Some might look at the bigger context and think that the boy was just a fortunate prop in Jesus' greater teaching, a human object lesson used to put the disciples in their place. Jesus didn't need to pass out cheap affection to drive home an urgent point to his disciples. On the contrary, Jesus was doing what he was always doing when he tried to make a point with people—he was making several of them.
For the record, the disciples had been having a whisper-level argument among themselves during their recent road trip. Jesus already knew exactly what it was about. He knew that they were quibbling among themselves about which of them was going to have the greatest reputation and status in the kingdom of God. We know that He knew this for two reasons: First, He’s God and knows everything; second, He immediately singled out this child to make a point about true greatness.
Here’s Jesus with the 12 executive VPs He’d chosen to launch His new Christian world order. Here’s a no-name kid who’s expected to be seen but unheard. Twelve men at the top of their career path are over-shadowing a young kid at the bottom of the social food chain. And Jesus, knowing that the disciples were worried about personal status, proceeds to drop a pile driver on their egos. “If anyone wants to be first, he shall be last of all and servant of all.” That’s not what they were hoping to hear. And then, He calls this child over, pulls the boy up on His lap, wraps His arms around Him and uses His actions to remind His disciples what really matters.
The boy showed loving trust, immediate obedience, and gratefulness just for the opportunity to be loved. What a contrast to the disciples who should have had all of those attitudes and more based on their age, their calling, and their exposure to Jesus. Instead, Jesus took a child to show them what they were missing.

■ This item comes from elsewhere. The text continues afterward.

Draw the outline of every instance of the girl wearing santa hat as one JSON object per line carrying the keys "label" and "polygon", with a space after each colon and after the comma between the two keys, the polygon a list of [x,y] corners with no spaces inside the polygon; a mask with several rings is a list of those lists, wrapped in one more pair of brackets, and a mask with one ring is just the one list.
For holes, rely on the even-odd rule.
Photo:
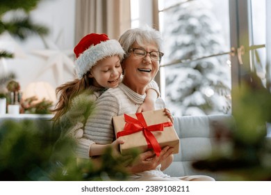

I’ve always felt that if I could change places with anyone in the Bible, it would be this child. And when I someday get to heaven, I’m going to look him up. I want to know how long he lived and find out if he married and had children of his own. I want to know what he thought about when he held his own children on his lap.
He had sat in the lap of divine luxury with the arms of the Savior of the World tenderly holding him close. In that gentle moment, he had been center stage in a lesson about what matters most. His story has remained fresh and new for thousands of years. And we should all take notice. His story teaches us to be like Jesus in how we view people’s importance, to be like this child when it comes to avoiding the petty arguments that miss the point, and simply bask in the comfort of God’s grace.